In “Luisa Miller” la Suliotis fa finalmente sentire la vera voce del ruolo, troppo spesso oggetto di compromessi per l’ambigua natura del ruolo. La Souliotis avrebbe avuto la pienezza del timbro, il temperamento drammatico e al contento la natura belcantista per essere la Luisa perfetta, qui già non lo è più per i limiti di appoggio e controllo però nell’insieme il risultato raggiunto è ancora ammirevole.
Nelle arie da “Un ballo in maschera” – meglio la più drammatica “Ecco l’orrido campo più adatta al suo rovente temperamento di “Morrò ma prima in grazia” – e da “La forza del destino” lo slancio magari un po’ scomposta ma impetuoso che salvava Abigaille o Lady Macbeth non può soccorrerla e con maggior chiarezza traspare il contrasto fra la qualità vocale naturale e una tecnica mai totalmente centrata, con un appoggio sul fiato sempre problematico e con l’emergere di durezze metalliche che qui comprometto maggiormente la linea di canto tanto più che il maggior impegno nel settore grave la costringe spesso a suoni forzati e caricati di petto.

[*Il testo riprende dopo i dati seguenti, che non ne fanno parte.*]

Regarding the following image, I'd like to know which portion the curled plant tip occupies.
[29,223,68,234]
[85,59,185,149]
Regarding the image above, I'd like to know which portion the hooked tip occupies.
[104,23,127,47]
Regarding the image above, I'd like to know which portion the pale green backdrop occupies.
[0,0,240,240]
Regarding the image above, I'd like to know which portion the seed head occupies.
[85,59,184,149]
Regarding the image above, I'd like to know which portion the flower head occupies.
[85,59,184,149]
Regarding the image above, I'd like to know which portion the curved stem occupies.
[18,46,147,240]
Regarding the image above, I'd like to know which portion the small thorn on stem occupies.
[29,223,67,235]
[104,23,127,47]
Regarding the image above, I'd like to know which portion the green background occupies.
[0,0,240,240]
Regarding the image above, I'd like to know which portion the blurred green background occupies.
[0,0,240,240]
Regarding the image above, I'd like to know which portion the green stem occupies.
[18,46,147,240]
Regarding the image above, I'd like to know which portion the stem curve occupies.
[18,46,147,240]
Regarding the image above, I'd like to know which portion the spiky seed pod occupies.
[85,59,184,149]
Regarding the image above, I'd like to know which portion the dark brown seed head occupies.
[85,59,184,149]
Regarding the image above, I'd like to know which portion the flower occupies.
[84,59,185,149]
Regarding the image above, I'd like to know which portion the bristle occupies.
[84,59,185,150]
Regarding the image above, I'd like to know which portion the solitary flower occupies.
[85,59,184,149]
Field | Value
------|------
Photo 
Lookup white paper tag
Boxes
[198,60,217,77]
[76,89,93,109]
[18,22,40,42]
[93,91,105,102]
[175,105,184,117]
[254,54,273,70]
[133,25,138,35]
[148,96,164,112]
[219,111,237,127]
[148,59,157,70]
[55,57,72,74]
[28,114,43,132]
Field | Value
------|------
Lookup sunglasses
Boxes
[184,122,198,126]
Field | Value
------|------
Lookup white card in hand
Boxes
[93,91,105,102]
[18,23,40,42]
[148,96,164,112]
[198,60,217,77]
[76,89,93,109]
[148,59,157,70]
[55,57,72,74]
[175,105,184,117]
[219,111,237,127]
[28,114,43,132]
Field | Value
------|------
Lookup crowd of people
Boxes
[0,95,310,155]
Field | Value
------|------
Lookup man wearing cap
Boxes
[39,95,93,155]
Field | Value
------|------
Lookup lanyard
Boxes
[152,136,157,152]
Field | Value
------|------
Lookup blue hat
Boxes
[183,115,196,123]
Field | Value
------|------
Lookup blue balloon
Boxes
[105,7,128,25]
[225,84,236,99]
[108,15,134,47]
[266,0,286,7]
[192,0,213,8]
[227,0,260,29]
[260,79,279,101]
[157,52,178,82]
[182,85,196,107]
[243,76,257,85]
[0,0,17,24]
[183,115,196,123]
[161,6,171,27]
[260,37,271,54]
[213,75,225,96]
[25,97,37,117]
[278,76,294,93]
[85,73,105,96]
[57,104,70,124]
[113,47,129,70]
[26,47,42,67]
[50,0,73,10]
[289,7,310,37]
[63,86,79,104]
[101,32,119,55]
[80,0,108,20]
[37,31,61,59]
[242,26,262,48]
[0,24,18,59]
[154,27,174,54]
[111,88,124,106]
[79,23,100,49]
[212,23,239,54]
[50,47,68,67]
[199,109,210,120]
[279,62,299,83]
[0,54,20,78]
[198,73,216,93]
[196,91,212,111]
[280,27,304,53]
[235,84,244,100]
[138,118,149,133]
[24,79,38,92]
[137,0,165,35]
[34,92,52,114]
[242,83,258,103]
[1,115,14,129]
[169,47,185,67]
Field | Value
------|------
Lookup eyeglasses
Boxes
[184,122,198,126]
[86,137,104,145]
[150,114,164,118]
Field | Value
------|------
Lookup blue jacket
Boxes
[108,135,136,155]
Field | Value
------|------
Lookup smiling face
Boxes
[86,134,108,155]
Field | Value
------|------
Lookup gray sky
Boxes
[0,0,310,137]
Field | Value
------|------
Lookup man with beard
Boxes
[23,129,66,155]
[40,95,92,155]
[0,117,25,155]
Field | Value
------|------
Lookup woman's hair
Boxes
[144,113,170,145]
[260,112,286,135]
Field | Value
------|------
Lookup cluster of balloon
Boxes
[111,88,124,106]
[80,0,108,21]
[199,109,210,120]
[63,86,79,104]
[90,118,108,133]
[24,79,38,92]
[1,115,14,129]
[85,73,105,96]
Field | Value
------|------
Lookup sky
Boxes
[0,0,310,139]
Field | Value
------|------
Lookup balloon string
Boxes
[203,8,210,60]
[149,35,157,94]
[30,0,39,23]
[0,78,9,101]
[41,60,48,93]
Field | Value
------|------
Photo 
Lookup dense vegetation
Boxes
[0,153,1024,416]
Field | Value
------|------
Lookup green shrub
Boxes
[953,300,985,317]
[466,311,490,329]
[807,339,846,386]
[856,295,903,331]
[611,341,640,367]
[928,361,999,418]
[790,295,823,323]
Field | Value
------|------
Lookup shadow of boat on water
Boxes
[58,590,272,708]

Passando da Verdi a Donizetti la situazione rimane simile, la grande scena conclusiva di “Anna Bolena – integralmente eseguita – alterna passaggi splendidi ad altri che danno l’impressione di trascuratezza, di non curanza, di mancanza di precisione. Così che l’impressione resta ondivaga ma rimane un senso di inconcludenza, il sentore che alla fine manchi qualche cosa per convincere a pieno nonostante la bellezza timbrica e l’importanza della voce.
Con “Cavalleria rusticana le tessere di quello strano mosaico che era la voce della Souliotis tendono a combaciare meglio. Qui qualche durezza, qualche eterodossia tecnica tendono a pesare meno e la bellezza di una voce luminosa e femminile e la pulizia di una linea avvezza più al belcanto che agli eccessi veristi ci trasmettono una Santuzza per una volta giustamente giovane e femminile, una ragazza delusa e amareggiata e non un orco in cerca di vendetta.
Suicidio” da “La Gioconda è una sorta di epigrafe del programma e dell’intera carriera della Souliotis, un ruolo lontanissimo per una voce come la sua ma affrontato – e risolto in modo anche convincente – in virtù di uno slancio e di un temperamento che non avevano forse eguali, solo che per superare l’impervia parete – e molte altre simili in quei forsennati anni di carriera – la voce si comprometteva ogni giorno stroncando in pochi anni una cantante che avrebbe potuto essere di rilevanza storica e dietro l’ammirevole slancio con cui affronta qui il cimento non si può non vedere che si schiudeva ai suoi piedi.